Peter, in one of his letters, discusses the importance of the testing of faith in the life of the believer. He encourages his readers to rejoice, even when they experience trials, “so that the tested genuineness of your faith—more precious than gold that perishes though it is tested by fire—may be found to result in praise and glory and honor at the revelation of Jesus Christ” (1 Peter 1:7). 

Peter knew something about trials—he had seen Jesus crucified, he had been imprisoned, and he was aware that he would die a martyr. His relationship with Jesus at the time that he wrote his epistles did not look the same as right after Jesus had filled his nets with fish. It was much stronger because Peter, by the grace of God, had chosen to follow Jesus every day, no matter the cost. 

Peter continued writing to those reading his epistle, encouraging them in their faith in Jesus, whom they had not seen as he had. “Though you have not seen him, you love him. Though you do not now see him, you believe in him and rejoice with joy that is inexpressible and filled with glory, obtaining the outcome of your faith, the salvation of your souls” (verses 8, 9). Peter had had the privilege of knowing Jesus during His ministry on earth, and he had been present when Jesus told Thomas, “Blessed are those who have not seen and yet have believed” (John 20:29). He knew that faith was a choice, not a feeling. It was a daily choice that reaped the rewards of a joy-filled relationship with Christ. 

The Call to Follow

Jesus called not only the disciples. He also issued a call to His listeners: “If anyone would come after me, let him deny himself and take up his cross daily and follow me” (Luke 9:23). This call extends to us. It’s a call to follow whether we were born into the faith or came to it later in adulthood. It’s a call to daily choosing Jesus over self, knowing that there is a cross that we too must carry. 
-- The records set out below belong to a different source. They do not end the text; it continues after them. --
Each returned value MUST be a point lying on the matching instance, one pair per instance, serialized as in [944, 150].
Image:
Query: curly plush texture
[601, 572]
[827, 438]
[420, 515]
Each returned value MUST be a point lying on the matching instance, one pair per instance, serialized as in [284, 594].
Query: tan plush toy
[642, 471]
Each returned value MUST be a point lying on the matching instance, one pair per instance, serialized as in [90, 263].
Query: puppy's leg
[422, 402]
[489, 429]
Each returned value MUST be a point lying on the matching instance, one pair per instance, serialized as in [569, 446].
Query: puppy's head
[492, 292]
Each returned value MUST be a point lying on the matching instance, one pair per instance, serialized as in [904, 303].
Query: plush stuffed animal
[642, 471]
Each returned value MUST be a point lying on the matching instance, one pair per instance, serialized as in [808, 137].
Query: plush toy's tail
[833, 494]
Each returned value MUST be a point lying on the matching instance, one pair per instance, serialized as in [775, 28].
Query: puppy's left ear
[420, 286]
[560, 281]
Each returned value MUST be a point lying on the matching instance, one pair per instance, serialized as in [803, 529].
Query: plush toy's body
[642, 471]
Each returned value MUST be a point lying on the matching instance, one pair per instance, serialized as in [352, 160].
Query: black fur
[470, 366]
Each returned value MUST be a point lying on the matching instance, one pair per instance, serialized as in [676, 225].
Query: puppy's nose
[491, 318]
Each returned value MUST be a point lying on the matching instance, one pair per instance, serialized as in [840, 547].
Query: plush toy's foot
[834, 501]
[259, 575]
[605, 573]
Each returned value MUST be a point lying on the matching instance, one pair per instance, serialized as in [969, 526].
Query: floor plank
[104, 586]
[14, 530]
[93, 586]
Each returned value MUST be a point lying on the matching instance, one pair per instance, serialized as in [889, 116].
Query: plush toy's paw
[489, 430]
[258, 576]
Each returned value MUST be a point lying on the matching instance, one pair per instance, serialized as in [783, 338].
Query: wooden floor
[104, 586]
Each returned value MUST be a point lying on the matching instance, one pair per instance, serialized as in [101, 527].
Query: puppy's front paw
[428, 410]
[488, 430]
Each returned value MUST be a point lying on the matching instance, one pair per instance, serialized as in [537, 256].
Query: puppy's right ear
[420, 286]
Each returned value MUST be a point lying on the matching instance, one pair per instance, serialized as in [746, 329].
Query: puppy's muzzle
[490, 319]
Our faith is always a growing faith, and we will experience different phases, just as we do in any other relationship. We may experience a “honeymoon phase” right after conversion and then find ourselves crippled by discouragement, anxiety, or doubts. We are not alone in this experience. Many others have gone through the same journey and the same valleys. More important, we are not alone, because Jesus Himself is with us. The One who called us to follow Him “will never leave you nor forsake you” (Heb. 13:5). Let’s choose to follow Him, not because we feel like it or because we like being right or doing the right thing, but because He chose us and loved us first.


1 Ellen G. White, The Desire of Ages (Mountain View, Calif.: Pacific Press Pub. Assn., 1898, 1940), p. 409. 

2 All Scripture quotations have been taken from the English Standard Version.